Em 1962, Irmã Ana, então pertencendo à Congregação das Irmãs Franciscanas de Dillingen na Província do Nordeste, a Província de Nossa Senhora Medianeira das Graças, retorna de um intenso período de preparação em Areia e instala-se no CNFM, assumindo as tarefas religiosas e educacionais a ela confiadas, passando, em pouco tempo, a lecionar Matemática no ginásio, Desenho no ginásio e no Curso Normal, Higiene e Puericultura no 4º Normal Regional e Ensino Religioso no 3º ano primário. Ela afirma que não foi fácil assumir todo esse trabalho, pois a sua formação era para o curso primário, mas destaca que sempre teve o apoio e a orientação das irmãs alemãs e que o fato de gostar do que fazia foi fundamental para o seu êxito e a sua realização profissional. Paralelamente à realização dos trabalhos, não deixava também de buscar aprimoramentos, participando de cursos voltados para a área da Educação, iniciativa hoje chamada de “formação continuada” ou “permanente”.
Como havia carência de professores para ensinar as diferentes matérias do currículo ginasial na Paraíba, alguns cursos eram ofertados com a finalidade de capacitar professores e conceder-lhes o registro de ensino da matéria cursada, o que se dava por meio da aprovação em exames de suficiência.6 No ano de 1965, com o intento de conseguir o registro de professora de Matemática para o 1º ciclo ginasial, Irmã Ana realiza, na capital paraibana, o 1º Curso de Preparação Intensiva de Professores de 1º Ciclo, promovido pela Faculdade de Filosofia, Ciências e Letras da UFPB, em convênio com a Diretoria de Ensino Secundário, do Ministério da Educação e Cultura.

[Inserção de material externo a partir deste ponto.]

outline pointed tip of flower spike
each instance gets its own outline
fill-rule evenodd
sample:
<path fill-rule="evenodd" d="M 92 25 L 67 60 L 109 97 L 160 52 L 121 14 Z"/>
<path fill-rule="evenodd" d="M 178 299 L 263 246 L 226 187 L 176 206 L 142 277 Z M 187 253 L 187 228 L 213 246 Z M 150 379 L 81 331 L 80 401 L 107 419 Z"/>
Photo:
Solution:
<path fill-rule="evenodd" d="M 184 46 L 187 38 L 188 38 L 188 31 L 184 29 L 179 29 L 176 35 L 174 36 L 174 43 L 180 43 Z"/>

O curso teve a duração de um semestre letivo, de 1º de julho a 1º de dezembro do ano de 1965. Como já lecionava Matemática, com o término do curso e o recebimento do registro, passou a ensinar a disciplina com a certificação oficial.
Paralelamente a esse curso, participa de outro realizado no Instituto de Educação da Paraíba, com duração de uma semana e dirigido a professores do Curso Normal. O curso foi ministrado por professoras de Belo Horizonte e, na ocasião, Irmã Ana participou em companhia de Irmã Eleonore Brumm, uma das irmãs alemãs responsáveis pela administração do CNFM. Daí surgiu a oportunidade de realizar um curso mais aprofundado em Belo Horizonte, no ano de 1966, oferecido pelo Instituto Nacional de Estudos Pedagógicos, por meio do Centro Regional de Pesquisas Educacionais João Pinheiro/Divisão de Aperfeiçoamento de Professores (CRE-DAP), curso que sempre é referenciado por ela como um momento importante de sua formação profissional, conferindo-lhe, de acordo com suas palavras, um aprofundamento teórico-prático “similar ao de uma especialização”.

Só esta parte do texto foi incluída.